Irène Schweizer: Grande Dame des Schweizer Jazz ist gestorben
Irène Schweizer, die Grande Dame des Schweizer Jazz, ist im Alter von 83 Jahren verstorben.
Die Grande Dame des Schweizer Jazz ist tot. Jazz-Pianistin Irène Schweizer ist im Alter von 83 Jahren gestorben. Sie verschied am Dienstag in einer Institution in Zürich, wie das Plattenlabel Intakt Records der Nachrichtenagentur Keystone-SDA auf Anfrage mitteilte.
Die 1941 in Schaffhausen geborene Schweizer zählte zu den prägenden Persönlichkeiten des modernen Jazz. Vom Dixieland im elterlichen Restaurant hatte es die Autodidaktin zum Free Jazz auf den Bühnen der Welt gebracht. So trat sie unter anderem in Berlin, Tokio, New York, London und Amsterdam auf.
Die Pianistin und Schlagzeugerin erkundete in den 1960er-Jahren die Zürcher und Londoner Jazz-Szene. Zusammen mit dem Schweizer Schlagzeuger Pierre Favre setzte sie wichtige Impulse im Bereich des Free Jazz und des improvisierten Klavierspiels. «Meine Musik hat eine gewisse Power, die sehr direkt ist», sagte Schweizer einmal. «Wenn es funkt, wissen die Leute sofort, um was es geht.»

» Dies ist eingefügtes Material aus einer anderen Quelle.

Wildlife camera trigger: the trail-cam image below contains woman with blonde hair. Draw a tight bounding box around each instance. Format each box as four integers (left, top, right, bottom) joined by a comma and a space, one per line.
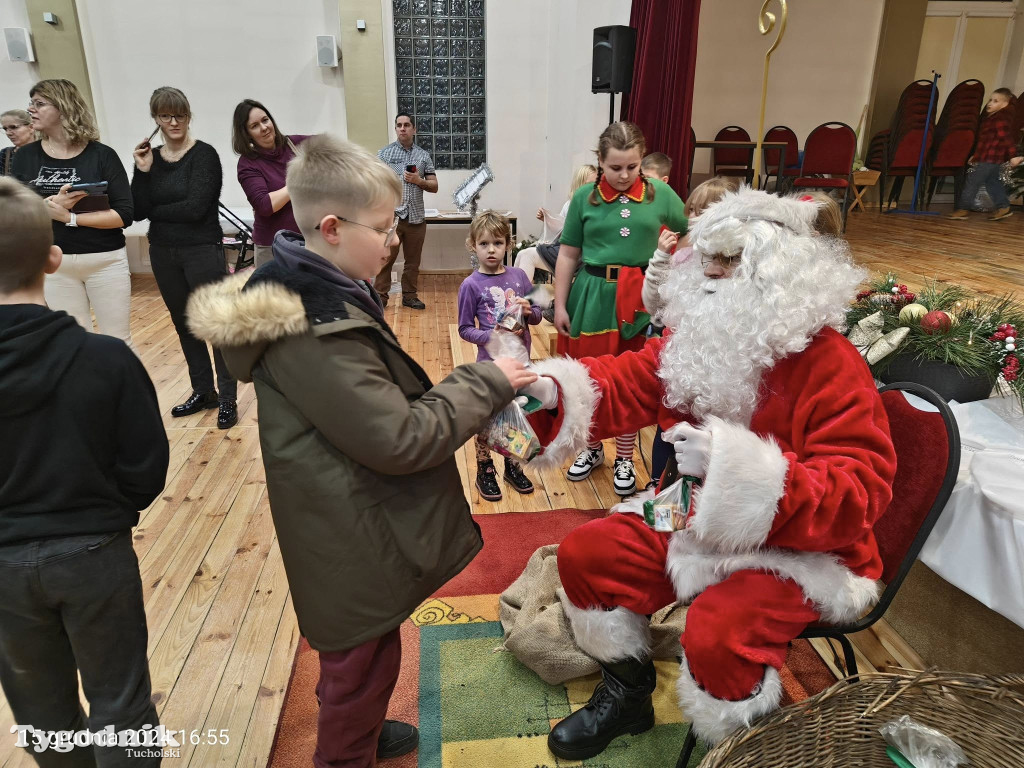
515, 165, 597, 283
131, 86, 239, 429
554, 122, 686, 496
11, 80, 135, 350
0, 110, 36, 176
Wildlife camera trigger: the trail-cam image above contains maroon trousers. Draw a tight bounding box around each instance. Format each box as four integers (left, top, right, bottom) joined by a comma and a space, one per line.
313, 628, 401, 768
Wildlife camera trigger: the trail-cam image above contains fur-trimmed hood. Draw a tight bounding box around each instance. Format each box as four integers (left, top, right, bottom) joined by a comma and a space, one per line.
186, 262, 394, 381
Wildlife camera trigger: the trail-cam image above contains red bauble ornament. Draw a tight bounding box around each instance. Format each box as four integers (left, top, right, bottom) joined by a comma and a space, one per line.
1002, 357, 1021, 384
921, 309, 953, 334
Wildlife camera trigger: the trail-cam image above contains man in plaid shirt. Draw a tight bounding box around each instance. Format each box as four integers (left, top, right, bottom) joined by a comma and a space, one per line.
374, 113, 437, 309
949, 88, 1024, 221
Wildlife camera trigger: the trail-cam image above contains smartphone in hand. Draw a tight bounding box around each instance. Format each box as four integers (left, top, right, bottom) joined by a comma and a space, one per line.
71, 181, 106, 195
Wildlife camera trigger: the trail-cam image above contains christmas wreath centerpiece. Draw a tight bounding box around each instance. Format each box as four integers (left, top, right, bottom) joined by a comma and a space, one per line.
847, 272, 1024, 408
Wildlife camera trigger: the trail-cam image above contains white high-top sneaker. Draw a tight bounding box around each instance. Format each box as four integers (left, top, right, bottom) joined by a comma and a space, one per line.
565, 445, 604, 482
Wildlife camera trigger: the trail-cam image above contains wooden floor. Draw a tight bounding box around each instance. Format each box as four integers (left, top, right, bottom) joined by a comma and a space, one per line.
0, 202, 1024, 768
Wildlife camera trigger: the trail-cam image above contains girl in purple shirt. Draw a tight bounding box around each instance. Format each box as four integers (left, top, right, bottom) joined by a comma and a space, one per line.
459, 211, 541, 502
231, 98, 308, 266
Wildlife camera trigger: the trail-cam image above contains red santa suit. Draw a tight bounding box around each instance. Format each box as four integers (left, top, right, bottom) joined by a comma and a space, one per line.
534, 190, 896, 741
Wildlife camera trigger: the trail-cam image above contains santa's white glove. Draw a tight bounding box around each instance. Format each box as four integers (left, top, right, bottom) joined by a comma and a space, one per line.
516, 376, 558, 410
662, 421, 711, 479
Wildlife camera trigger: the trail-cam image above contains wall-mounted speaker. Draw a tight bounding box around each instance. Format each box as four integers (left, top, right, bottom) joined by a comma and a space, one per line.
316, 35, 338, 67
590, 26, 637, 93
3, 27, 36, 61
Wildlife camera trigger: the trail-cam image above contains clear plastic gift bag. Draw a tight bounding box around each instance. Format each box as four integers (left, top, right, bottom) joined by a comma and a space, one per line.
483, 319, 530, 368
879, 715, 968, 768
643, 475, 696, 532
484, 400, 541, 462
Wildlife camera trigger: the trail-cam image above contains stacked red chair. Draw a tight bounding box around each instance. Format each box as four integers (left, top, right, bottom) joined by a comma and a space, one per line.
867, 80, 935, 211
926, 80, 985, 205
761, 125, 800, 191
793, 123, 857, 229
712, 125, 754, 183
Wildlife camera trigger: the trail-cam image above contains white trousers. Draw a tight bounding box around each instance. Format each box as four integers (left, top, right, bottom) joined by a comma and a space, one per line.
43, 248, 138, 354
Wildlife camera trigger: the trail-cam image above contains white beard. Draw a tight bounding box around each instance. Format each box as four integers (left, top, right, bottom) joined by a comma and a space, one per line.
658, 236, 862, 426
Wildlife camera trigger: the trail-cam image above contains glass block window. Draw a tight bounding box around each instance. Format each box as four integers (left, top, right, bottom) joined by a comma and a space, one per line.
391, 0, 486, 170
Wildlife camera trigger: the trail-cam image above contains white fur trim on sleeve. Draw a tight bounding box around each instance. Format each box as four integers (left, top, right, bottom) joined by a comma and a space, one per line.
690, 417, 790, 552
676, 654, 782, 744
185, 272, 309, 347
556, 589, 650, 664
665, 529, 879, 625
529, 357, 601, 471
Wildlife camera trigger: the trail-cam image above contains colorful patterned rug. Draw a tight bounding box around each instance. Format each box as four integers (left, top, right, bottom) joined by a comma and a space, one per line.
269, 510, 835, 768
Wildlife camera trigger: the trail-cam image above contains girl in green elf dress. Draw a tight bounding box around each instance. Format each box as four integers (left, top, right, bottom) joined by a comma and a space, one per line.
555, 122, 686, 496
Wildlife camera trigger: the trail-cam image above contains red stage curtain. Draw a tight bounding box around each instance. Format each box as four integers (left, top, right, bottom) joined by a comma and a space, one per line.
622, 0, 700, 199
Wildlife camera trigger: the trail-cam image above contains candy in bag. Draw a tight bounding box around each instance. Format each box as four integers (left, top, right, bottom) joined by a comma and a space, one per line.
485, 400, 541, 462
879, 715, 968, 768
643, 475, 695, 532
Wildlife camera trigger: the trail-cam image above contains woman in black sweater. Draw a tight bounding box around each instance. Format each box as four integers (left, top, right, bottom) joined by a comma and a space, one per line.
131, 86, 239, 429
11, 80, 135, 350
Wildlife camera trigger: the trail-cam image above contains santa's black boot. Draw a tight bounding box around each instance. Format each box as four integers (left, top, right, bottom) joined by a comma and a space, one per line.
548, 658, 657, 760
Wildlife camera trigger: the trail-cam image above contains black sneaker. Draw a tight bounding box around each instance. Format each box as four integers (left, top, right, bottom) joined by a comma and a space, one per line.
476, 461, 502, 502
377, 720, 420, 759
217, 400, 239, 429
171, 389, 219, 419
611, 459, 637, 496
504, 458, 534, 494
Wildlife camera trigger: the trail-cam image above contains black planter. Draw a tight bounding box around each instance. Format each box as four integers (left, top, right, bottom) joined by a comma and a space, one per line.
879, 354, 994, 402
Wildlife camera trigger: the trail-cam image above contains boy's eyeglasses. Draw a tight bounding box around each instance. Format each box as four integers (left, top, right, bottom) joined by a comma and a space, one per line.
700, 253, 743, 269
313, 216, 398, 248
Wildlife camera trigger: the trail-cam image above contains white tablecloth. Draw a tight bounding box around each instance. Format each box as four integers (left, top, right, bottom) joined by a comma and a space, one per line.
914, 397, 1024, 627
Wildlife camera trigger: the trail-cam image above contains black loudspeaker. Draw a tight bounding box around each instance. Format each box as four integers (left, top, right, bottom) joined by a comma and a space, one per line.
590, 26, 637, 93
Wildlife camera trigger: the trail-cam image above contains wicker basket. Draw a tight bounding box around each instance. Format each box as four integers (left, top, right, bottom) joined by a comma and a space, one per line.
700, 670, 1024, 768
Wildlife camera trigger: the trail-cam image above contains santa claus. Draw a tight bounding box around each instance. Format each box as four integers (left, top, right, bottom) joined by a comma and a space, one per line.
520, 189, 896, 760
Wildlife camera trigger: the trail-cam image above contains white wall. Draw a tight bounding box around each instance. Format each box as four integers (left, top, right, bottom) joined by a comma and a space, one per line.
24, 0, 345, 207
381, 0, 631, 269
692, 0, 884, 173
0, 0, 39, 116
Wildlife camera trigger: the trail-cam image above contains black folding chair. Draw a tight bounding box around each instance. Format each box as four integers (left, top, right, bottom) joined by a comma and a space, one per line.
217, 203, 256, 271
676, 382, 961, 768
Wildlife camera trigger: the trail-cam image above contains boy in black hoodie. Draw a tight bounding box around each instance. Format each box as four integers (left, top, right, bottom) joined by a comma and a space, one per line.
0, 178, 168, 767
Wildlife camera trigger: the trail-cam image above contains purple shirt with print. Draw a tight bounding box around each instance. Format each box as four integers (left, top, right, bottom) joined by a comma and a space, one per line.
459, 266, 541, 362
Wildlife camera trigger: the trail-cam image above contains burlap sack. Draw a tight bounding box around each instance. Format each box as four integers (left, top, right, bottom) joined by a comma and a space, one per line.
498, 544, 686, 684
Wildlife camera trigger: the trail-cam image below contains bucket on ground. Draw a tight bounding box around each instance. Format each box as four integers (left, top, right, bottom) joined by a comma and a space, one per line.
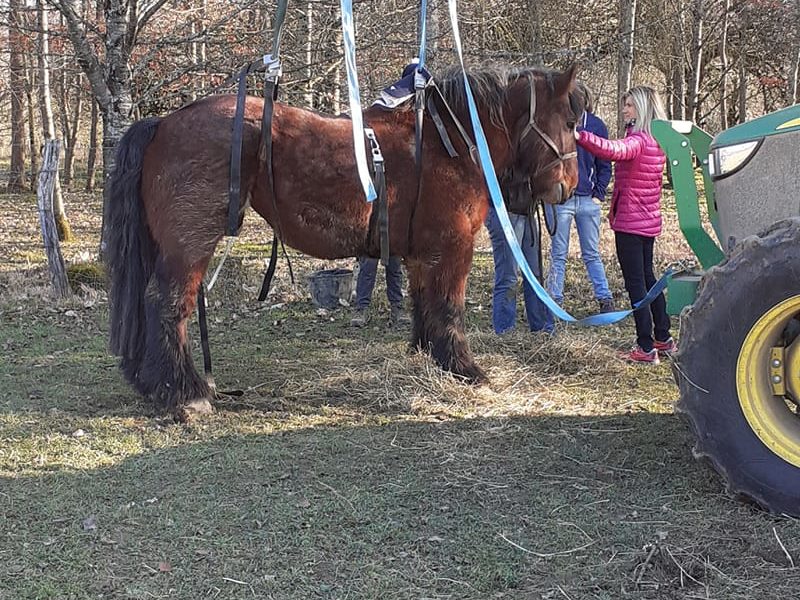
308, 269, 355, 308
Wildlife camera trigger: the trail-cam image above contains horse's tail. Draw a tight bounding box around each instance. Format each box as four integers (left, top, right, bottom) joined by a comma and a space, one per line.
105, 117, 160, 366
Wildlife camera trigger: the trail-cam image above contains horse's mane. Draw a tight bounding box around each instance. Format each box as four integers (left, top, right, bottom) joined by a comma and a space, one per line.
436, 65, 581, 136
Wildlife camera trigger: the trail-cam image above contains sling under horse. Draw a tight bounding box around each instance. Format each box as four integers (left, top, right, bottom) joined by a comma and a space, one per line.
106, 66, 582, 415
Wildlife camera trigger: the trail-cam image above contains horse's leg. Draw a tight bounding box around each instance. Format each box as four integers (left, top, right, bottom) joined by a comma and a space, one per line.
409, 247, 488, 383
137, 256, 213, 419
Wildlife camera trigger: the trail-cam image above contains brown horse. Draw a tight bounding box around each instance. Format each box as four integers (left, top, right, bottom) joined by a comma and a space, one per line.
107, 67, 582, 414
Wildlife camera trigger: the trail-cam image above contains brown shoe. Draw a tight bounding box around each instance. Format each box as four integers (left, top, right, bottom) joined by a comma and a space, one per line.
350, 308, 369, 327
597, 298, 616, 313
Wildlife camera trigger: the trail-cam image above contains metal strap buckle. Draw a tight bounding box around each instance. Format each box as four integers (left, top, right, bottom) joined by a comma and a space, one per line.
264, 54, 283, 81
364, 127, 383, 163
414, 70, 429, 90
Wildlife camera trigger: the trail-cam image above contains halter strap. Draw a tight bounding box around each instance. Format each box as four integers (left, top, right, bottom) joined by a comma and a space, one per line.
519, 74, 578, 177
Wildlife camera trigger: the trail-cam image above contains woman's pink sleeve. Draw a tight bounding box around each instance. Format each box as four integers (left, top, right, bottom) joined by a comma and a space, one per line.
578, 130, 644, 160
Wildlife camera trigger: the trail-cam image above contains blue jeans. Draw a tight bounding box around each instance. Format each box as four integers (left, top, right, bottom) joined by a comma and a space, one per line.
614, 231, 672, 352
547, 195, 612, 304
486, 206, 553, 333
356, 256, 403, 309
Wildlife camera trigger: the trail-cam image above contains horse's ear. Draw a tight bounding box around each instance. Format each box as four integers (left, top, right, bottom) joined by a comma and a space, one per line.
554, 63, 579, 96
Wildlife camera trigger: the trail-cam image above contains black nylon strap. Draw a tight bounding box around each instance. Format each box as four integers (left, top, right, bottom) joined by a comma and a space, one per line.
197, 282, 217, 393
258, 232, 282, 302
433, 85, 480, 165
227, 65, 251, 236
427, 96, 458, 158
375, 163, 389, 267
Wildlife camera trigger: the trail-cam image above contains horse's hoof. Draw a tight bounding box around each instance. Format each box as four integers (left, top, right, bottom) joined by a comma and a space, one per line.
175, 398, 214, 423
457, 365, 489, 386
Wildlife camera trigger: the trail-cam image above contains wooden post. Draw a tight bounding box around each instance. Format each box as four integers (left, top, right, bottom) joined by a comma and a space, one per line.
36, 140, 70, 298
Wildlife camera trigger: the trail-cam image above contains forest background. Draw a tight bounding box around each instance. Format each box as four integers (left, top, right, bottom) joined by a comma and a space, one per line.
0, 0, 800, 204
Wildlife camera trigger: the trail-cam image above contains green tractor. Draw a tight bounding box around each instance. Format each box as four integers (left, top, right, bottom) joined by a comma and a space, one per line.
653, 105, 800, 516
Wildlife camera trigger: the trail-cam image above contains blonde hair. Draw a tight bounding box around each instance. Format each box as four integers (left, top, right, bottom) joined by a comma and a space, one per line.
622, 85, 667, 133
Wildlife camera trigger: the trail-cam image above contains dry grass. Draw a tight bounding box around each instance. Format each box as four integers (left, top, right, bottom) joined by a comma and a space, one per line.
0, 184, 800, 600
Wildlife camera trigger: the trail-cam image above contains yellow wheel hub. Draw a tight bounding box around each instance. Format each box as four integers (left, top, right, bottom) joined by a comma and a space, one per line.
736, 296, 800, 468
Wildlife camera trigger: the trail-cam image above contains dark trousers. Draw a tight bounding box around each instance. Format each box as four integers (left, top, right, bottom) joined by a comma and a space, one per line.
614, 231, 670, 352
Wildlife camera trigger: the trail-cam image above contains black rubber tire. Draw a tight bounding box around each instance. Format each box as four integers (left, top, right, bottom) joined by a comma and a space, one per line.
673, 218, 800, 516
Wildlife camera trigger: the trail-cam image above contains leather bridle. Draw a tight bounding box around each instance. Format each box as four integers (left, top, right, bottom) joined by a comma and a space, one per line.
517, 74, 578, 179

Spitze der europäischen Avantgarde
Sie spielte sich an die Spitze der europäischen Avantgarde. Einige wandten sich aber auch von Schweizer ab, weil sie der Ansicht waren, jetzt gehe sie zu weit (und Free Jazz sei weder Jazz noch Musik). Ihre inspirierten und brillanten Improvisationen rissen das Publikum immer wieder zu Ovationen hin.
Schweizer stand im Laufe ihrer Karriere mit zahlreichen Topstars der Szene auf der Bühne, darunter Andrew Cyrille und Han Bennink. «Ich habe mit vielen der besten Jazzmusiker weltweit gespielt, vor allem auch mit vielen Afroamerikanern. Dass mich diese Musiker akzeptierten, macht mich schon ein bisschen stolz», sagte sie der WOZ anlässlich ihres 75. Geburtstags.
Schweizer veröffentlichte zahlreiche Solo- und Duo-Alben. Zudem engagierte sie sich für die musikalische Frauenbewegung Europas. Sie war Mitbegründerin des Taktlos-Festivals, der Werkstatt für Improvisierte Musik Zürich (WIM) und des Jazz-Labels Intakt.
Feminist Improvising Group: Eine Antwort auf das männliche Jazz-Revier
Jazz war, sah man von den Sängerinnen ab, die von Anfang an eine führende Rolle spielten, ein männliches Revier. Den reinen Männerbands, fand Irène Schweizer, müsse man eine reine Frauenband entgegenstellen. Das war die Zeit der Feminist Improvising Group (FIG), an der sie massgebend beteiligt war.
Damit verlor sie ein paar weitere Fans, denen ihre feministischen Statements zu radikal waren. In diese Zeit fällt auch ihr offenes Bekenntnis zur Homosexualität. Ihr letztes grosses öffentliches Konzert gab Schweizer im Juli 2019 am Festival Konfrontationen im österreichischen Nickelsdorf. Ein Duo mit dem amerikanischen Schlagzeuger Hamid Drake, das inzwischen unter dem Titel «Celebration» auch als CD veröffentlicht wurde.
Im Sommer 2021 hatte sich Schweizer kurz nach ihrem 80. Geburtstag aus gesundheitlichen Gründen vom Konzertbetrieb zurückgezogen. Sie verzichte auf grosse Reisen und Auftritte auf grossen Bühnen. Schweizer wurde in ihrer Karriere mit mehreren Kulturpreisen geehrt. Unter anderem erhielt sie den Sonderpreis der deutschen Schallplattenkritik, die Kunstpreise der Stadt Zürich (1991) und des Kantons Zürich (2018) sowie den Schweizer Grand Prix Musik (2018).